3.4.1 Anaerobic respiratory chains

The anaerobic respiratory chains were coordinately downregulated (Table 1). The dimethyl sulfoxide reductase (dms operon), fumarate reductase (frd operon), periplasmic nitrate reductase nap locus, the TMAO reductase (tor operon), and cytochrome C nitrite reductase (nrf operon) were significantly downregulated (Baez et al., 2022). APP likely downregulated iron-dependent anaerobic respiration to conserve iron (essential for Fe-S clusters and heme cofactors) and reduce reliance on this energy-generating pathway (Lill and Freibert, 2020). In addition, APP inhibited hydrogen metabolism. The genes involved in [Ni-Fe]-hydrogenase maturation (hyp operon) and hydrogenase structural subunits (hya/hyb) were strongly downregulated, potentially eliminating an alternative energy source in response to iron limitation (Rios-Delgado et al., 2025).

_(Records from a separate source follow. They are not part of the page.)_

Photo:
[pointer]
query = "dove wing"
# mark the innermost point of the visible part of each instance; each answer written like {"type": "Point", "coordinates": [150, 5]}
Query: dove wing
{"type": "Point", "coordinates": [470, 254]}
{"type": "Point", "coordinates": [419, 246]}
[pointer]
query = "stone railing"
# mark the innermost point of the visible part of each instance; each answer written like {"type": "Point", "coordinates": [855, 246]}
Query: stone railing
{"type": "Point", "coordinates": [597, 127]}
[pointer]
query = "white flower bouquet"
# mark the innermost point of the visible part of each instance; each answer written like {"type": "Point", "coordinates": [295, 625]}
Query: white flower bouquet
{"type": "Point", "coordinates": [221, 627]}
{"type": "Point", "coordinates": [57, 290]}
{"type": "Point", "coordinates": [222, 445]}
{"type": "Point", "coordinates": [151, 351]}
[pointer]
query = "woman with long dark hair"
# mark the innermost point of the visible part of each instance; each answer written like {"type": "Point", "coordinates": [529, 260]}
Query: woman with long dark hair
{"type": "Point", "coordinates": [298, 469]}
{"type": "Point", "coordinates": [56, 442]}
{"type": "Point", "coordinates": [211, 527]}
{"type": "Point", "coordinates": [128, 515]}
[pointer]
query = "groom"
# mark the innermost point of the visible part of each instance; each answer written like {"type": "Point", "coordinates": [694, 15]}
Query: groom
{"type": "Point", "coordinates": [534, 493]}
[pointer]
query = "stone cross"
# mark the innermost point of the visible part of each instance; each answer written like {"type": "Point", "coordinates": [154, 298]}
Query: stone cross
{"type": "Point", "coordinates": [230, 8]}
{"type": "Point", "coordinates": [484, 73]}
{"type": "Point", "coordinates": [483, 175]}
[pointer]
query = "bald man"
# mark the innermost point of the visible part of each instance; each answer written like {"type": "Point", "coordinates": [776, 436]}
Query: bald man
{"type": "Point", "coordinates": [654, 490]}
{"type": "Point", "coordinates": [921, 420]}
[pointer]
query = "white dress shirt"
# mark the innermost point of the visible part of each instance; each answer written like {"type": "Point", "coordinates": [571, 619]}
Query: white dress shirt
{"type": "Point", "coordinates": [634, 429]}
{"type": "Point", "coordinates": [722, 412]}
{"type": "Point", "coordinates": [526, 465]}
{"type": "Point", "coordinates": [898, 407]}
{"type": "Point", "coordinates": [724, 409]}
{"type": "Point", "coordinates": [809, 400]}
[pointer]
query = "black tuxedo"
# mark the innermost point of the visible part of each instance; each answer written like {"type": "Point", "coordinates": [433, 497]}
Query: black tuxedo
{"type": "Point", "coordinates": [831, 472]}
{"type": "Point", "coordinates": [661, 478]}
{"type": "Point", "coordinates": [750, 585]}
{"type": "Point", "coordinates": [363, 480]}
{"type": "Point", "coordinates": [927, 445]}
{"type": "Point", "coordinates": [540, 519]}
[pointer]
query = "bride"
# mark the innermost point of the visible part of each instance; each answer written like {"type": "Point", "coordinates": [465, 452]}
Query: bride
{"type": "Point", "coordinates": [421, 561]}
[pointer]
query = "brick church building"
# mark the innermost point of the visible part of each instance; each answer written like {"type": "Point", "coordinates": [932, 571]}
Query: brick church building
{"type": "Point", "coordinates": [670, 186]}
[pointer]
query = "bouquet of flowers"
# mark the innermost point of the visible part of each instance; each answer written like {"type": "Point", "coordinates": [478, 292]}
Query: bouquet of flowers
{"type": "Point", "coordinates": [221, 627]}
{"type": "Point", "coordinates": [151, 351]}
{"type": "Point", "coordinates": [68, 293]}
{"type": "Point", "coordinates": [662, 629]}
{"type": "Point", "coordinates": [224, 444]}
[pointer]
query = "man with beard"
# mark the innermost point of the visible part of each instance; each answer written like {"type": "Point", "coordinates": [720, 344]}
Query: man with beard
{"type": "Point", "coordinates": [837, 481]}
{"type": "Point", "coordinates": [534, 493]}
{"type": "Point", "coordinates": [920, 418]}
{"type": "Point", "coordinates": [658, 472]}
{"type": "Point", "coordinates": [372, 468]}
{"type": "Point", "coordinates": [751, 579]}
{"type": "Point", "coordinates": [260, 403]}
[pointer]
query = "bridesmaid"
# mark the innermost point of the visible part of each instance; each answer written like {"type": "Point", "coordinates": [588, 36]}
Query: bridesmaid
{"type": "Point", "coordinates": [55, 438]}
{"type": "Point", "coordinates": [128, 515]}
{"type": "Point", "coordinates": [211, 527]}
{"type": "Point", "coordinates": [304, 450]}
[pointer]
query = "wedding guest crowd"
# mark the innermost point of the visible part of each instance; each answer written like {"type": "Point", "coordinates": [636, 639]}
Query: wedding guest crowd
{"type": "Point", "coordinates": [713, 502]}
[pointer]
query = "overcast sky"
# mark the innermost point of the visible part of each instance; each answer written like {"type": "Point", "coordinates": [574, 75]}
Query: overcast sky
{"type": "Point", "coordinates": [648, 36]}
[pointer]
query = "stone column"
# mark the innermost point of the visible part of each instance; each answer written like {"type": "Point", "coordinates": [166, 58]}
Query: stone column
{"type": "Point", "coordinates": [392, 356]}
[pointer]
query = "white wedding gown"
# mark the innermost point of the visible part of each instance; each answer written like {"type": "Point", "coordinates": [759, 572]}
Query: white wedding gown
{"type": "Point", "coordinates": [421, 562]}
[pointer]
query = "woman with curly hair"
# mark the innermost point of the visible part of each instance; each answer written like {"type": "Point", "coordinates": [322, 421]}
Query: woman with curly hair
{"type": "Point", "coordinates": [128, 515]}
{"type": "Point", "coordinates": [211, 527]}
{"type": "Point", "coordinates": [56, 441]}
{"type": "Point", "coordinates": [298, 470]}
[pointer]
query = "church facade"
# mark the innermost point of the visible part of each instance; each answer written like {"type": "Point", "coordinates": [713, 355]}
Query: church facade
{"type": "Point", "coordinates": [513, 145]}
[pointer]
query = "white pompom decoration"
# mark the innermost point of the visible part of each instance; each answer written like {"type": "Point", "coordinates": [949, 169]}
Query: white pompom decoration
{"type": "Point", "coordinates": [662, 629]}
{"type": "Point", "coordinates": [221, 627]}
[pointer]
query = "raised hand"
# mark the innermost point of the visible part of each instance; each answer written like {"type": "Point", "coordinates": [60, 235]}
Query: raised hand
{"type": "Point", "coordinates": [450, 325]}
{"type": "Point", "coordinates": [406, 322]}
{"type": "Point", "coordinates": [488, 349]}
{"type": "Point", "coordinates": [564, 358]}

3.4.2 Energy metabolism pathways

The pathways involved in amino acid metabolism (sda and lld), glycogen metabolism (glg) and transport (man), and nitrogen metabolism (nrf) were downregulated, potentially reflecting their reliance on iron also. On the other side, APP prioritized core metabolism and downregulated non-essential pathways, such as carbon source transport (man operon), catabolism (fdo operon and lld operon), glycogen synthesis (glg operon), amino acid utilization (sda operon), and the synthesis of iron-containing enzymes (such as Fe-S proteins) to promote survival under iron starvation (Klitgaard et al., 2010).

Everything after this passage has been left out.